- Born: September 16, 1934 Waycross, Georgia, U.S.
- Died: March 15, 2010 (aged 75) Bunnell, Florida, U.S.

NASCAR Cup Series career
- 1 race run over 1 year
- Best finish: 276th (1956)
- First race: 1956 Daytona 160 (Daytona Beach Road Course)
| Wins | Top tens | Poles |
| 0 | 0 | 0 |

= W. H. Atkinson =

American racing driver

William Harry Atkinson III (September 16, 1934 – March 15, 2010) was an American auto dealer and stock car racing driver.
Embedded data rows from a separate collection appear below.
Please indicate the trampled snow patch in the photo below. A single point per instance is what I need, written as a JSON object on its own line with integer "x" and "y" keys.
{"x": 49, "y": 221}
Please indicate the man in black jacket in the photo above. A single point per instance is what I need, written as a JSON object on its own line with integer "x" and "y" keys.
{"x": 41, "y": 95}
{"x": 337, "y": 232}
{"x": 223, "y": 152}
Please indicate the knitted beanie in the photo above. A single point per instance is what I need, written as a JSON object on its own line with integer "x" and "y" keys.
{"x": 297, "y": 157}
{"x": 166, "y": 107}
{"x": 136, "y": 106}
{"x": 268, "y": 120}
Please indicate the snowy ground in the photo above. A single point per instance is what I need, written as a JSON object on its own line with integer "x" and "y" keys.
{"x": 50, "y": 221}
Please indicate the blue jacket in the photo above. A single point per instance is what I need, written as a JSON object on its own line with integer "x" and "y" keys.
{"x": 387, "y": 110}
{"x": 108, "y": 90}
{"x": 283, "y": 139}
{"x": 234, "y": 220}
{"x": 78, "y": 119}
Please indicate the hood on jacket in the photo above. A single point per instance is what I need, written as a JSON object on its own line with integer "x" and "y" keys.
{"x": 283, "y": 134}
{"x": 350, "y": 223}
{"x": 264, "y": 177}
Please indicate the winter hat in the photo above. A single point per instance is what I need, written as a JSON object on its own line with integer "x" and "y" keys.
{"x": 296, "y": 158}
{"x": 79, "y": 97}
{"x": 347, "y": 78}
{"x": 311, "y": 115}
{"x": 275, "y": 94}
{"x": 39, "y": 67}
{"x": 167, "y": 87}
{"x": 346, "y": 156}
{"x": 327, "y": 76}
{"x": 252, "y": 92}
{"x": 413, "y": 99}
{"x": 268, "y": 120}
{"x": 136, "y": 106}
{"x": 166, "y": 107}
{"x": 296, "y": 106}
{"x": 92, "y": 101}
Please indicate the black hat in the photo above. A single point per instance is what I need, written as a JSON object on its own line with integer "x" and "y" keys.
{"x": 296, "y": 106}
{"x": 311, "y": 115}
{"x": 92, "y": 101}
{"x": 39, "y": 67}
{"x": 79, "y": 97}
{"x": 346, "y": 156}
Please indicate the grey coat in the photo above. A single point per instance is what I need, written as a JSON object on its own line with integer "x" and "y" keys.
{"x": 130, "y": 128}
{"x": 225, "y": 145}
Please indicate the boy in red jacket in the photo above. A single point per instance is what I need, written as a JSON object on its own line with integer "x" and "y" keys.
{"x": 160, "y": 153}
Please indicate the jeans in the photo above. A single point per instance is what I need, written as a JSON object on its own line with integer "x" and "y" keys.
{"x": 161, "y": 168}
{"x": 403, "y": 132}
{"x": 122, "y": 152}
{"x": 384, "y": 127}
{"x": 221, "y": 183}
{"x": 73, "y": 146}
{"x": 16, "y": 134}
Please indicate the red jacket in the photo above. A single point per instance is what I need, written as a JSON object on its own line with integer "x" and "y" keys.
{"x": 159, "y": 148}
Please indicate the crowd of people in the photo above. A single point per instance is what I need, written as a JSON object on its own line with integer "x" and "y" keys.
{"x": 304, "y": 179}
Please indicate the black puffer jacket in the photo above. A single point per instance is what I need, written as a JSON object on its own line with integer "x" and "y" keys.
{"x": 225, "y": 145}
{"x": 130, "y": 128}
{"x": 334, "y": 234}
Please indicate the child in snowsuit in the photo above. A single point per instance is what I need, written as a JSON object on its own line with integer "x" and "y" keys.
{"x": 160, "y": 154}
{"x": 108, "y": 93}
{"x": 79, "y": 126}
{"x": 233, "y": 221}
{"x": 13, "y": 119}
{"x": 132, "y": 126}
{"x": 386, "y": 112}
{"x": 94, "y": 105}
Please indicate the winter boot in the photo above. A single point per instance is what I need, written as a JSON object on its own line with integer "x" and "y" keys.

He competed in one event in the NASCAR Grand National Division, now the NASCAR Cup Series.

==Personal life==
Born in Waycross, Georgia in 1934, Atkinson and his family moved to Bunnell, Florida in 1943, with his father purchasing the Bunnell Motor Company in 1944. A 1952 graduate of Bunnell High School, Atkinson took over the business upon the death of his father in 1962, operating the company until 1975. He also served two terms as a city commissioner in Bunnell.

==Racing career==
Atkinson competed in stock car auto racing during the early and mid-1950s, competing in a single event in the NASCAR Grand National Division in 1956 at the Daytona Beach and Road Course. Starting 48th in a field of 80 cars, Atkinson finished 51st overall in the No. 265 Ford owned by his father.

Atkinson, through the Bunnell Motor Company, sponsored the 1967 Daytona 500-winning car of Mario Andretti.

==Death==
Atkinson died of natural causes on March 15, 2010, at his home in Bunnell. He had been married for 35 years and had three sons and two daughters.